En fin, en todas estas cosas pensaba ayer, en mi casa cuando me armaba el porro que me iba a transportar hacia ese otro lugar del que disfruto tanto, y seguí pensando en Elisa más tarde, cuando ya estaba en ese espacio ingrávido y armónico en el que todo parece tener sentido, en el que entiendo todo, en el que pienso todo, en el que soy parte integrante del mundo.

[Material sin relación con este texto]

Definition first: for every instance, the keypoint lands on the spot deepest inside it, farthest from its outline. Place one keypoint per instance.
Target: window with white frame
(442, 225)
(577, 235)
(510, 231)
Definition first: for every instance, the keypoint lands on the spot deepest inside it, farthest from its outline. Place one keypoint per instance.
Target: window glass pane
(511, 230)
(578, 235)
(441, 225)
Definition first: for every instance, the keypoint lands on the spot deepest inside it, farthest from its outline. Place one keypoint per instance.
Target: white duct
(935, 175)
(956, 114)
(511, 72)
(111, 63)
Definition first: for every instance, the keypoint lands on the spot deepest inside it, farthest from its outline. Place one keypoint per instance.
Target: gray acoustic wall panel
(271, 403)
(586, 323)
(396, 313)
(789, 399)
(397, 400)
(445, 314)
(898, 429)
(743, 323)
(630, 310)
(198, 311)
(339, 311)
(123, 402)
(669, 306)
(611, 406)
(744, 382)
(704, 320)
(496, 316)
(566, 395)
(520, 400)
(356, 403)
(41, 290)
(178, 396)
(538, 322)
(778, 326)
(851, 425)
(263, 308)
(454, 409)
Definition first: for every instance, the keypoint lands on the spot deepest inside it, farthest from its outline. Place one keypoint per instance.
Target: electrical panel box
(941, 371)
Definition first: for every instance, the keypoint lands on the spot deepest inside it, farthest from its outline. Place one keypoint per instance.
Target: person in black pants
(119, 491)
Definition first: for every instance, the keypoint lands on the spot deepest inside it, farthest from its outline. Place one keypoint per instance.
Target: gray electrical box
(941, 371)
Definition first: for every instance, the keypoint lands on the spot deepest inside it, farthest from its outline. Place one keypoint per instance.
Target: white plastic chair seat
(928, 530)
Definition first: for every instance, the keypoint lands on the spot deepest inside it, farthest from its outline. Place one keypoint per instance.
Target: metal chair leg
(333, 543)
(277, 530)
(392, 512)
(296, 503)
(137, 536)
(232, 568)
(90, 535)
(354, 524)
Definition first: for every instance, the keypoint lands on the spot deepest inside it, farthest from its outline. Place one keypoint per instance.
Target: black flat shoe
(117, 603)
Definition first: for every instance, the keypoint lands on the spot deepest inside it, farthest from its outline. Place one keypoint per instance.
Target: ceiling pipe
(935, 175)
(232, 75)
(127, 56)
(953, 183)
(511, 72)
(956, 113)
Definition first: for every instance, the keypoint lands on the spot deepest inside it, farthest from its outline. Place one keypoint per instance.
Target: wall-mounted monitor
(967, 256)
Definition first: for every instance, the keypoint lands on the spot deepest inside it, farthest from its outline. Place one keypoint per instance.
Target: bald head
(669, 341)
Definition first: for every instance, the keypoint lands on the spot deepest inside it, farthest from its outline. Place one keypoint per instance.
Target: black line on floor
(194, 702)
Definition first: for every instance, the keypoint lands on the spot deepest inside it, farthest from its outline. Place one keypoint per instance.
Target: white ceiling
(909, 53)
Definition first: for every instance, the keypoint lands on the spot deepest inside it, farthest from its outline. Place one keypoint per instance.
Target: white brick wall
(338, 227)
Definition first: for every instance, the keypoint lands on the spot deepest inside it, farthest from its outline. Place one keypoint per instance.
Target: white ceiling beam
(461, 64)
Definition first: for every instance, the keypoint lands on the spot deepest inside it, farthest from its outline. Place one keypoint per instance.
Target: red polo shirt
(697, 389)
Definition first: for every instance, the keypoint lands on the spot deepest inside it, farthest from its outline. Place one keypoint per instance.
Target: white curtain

(sí, lo logré, metí el ingrediente ilegal y polémico, sí, ahí está, una declaración estúpida para aderezar un poco la historia de la vieja Elisa, para destacarla sobre el montón de cuentos sosos; sacrifico uno de mis secretos para salvar a esta mujer del anonimato, me siento un cristo drogadicto en acto de crucifixión lisérgica). (autor busca corregirse: esto tendría que ir mucho más arriba en el texto: yo, lo aclaro, yo fumo marihuana y sé que Saint Charles, entre todos los santos, será el primero en disculpar mi desliz de humo evasivo).

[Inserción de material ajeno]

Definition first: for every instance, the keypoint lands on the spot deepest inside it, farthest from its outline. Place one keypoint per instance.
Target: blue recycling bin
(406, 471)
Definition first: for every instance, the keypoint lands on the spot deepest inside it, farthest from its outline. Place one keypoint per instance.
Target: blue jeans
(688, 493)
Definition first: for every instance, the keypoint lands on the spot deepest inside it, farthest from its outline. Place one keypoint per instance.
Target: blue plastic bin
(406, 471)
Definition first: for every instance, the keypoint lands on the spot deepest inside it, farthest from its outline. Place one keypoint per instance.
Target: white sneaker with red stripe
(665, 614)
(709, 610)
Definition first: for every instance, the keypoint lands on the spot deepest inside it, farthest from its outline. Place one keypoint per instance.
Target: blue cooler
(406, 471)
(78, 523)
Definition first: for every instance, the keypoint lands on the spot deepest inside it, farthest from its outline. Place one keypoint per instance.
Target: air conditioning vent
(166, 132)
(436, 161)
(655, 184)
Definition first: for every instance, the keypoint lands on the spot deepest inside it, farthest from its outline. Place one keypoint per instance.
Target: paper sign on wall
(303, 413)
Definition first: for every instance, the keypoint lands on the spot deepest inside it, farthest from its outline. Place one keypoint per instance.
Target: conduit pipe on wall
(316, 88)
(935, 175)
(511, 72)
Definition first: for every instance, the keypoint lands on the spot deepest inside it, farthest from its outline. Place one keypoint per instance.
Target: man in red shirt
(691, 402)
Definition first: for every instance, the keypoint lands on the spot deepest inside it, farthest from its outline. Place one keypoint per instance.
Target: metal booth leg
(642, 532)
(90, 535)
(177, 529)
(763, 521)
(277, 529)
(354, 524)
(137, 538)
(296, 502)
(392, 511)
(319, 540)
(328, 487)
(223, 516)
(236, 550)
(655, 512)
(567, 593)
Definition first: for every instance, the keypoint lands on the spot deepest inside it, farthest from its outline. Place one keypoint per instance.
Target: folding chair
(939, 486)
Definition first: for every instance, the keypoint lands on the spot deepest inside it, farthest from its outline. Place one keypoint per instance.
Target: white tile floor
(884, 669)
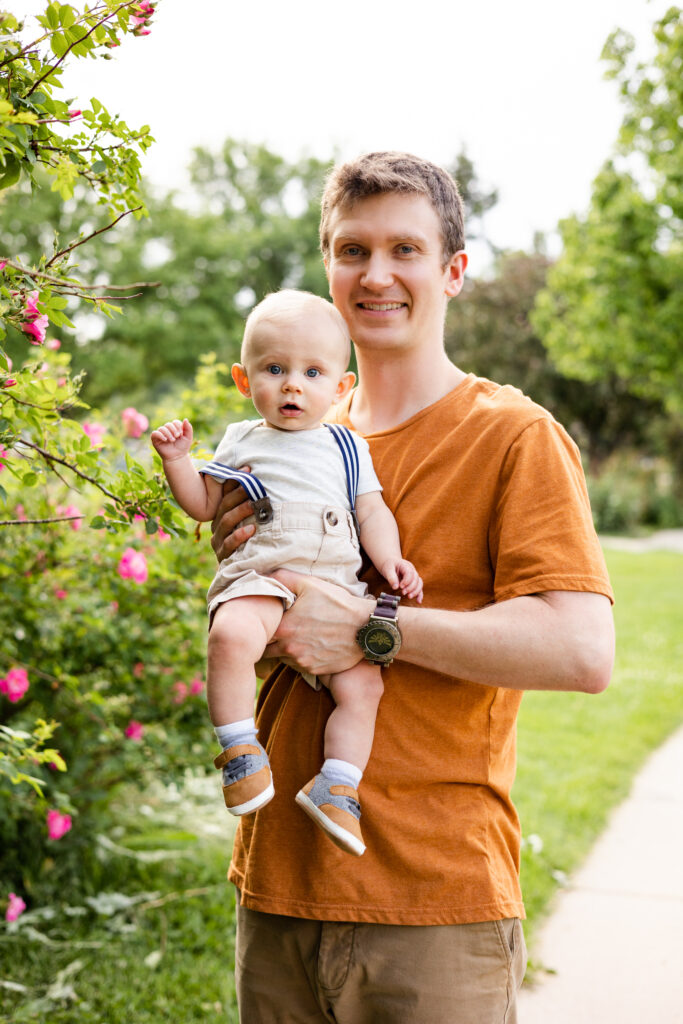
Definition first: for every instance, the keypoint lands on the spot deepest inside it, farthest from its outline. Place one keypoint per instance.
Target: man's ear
(456, 267)
(344, 386)
(240, 377)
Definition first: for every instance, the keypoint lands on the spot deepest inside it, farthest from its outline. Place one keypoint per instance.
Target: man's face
(386, 274)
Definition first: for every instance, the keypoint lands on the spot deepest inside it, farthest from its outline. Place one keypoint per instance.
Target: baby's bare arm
(196, 494)
(379, 537)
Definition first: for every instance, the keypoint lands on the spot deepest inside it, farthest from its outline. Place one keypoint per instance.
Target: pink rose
(95, 432)
(135, 423)
(14, 684)
(133, 565)
(36, 329)
(15, 907)
(134, 730)
(31, 309)
(57, 824)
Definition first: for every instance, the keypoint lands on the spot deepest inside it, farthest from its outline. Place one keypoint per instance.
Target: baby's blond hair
(284, 307)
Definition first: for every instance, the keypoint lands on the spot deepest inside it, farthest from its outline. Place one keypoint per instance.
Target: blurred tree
(488, 332)
(613, 304)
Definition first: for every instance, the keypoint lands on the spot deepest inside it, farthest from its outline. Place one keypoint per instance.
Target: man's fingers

No hay mucho más que sacar en conclusión sobre esta historia insertada por obra y gracia de mi capricho en un todo que siempre parece pretender expulsarla. Sólo una vieja solitaria que no me da nada para narrarla; sólo una obsesión de salvataje que me obliga a falsearla; una viejita sin hijos y con un marido diabético, goloso y suicida sobre el que mi conciencia anti-militarista impide que me explaye; solo yo, fumándome un porro, inmolándome en un altar de marihuana para que Elisa me acompañe hacia la otra orilla, hacia ese lugar en el que será un prócer de bronce, una estatua eterna de piedra gris y con bastón que yo sola admire. Una vez allí, mi santo poeta y yo, la contemplaremos extasiados.

3 comentarios:

  1. Desde tus tres últimos post, cuando voy a la farmacia, pienso en que escribiría de mí el farmacéutico si tuviera un blog. No me visto de rosa, no le pego a mis hijos, ni me olvide de las personas muertas. No hay nada sobre lo que se pueda escribir. Lo único que se me ocurría es que escriba sobre mi cara de “¿me creerá que estas recetas son verdaderas?” porque viste… la pinta no me ayuda. Pero no creo que sea lo suficientemente observador como para darse cuenta de eso (no de look de receta falsa, sino de mis dudas). Pero ahora me doy cuenta que los farmacéuticos son capaces de escribir hasta de lo que no hay nada que escribir. Hasta podrían escribir sobre el que venia con recetas falsas y no viene hace meses porque se lo llevaron detenido.

    ResponderEliminar
  2. ahora entiendo por qué es el "para elisa" lo que tocan todos los aprendices de pianista.

    ResponderEliminar
  3. "...se suicidó comiéndose una pasta frola entera para provocarse un pico de glucosa". Aunque sea militar, un personaje así merece la vida. Háganos el favor, San Baudelaire, de decirle a esta fumona que lo construya de barro, maíz, o de un cadáver verdoso con bulones en la frente.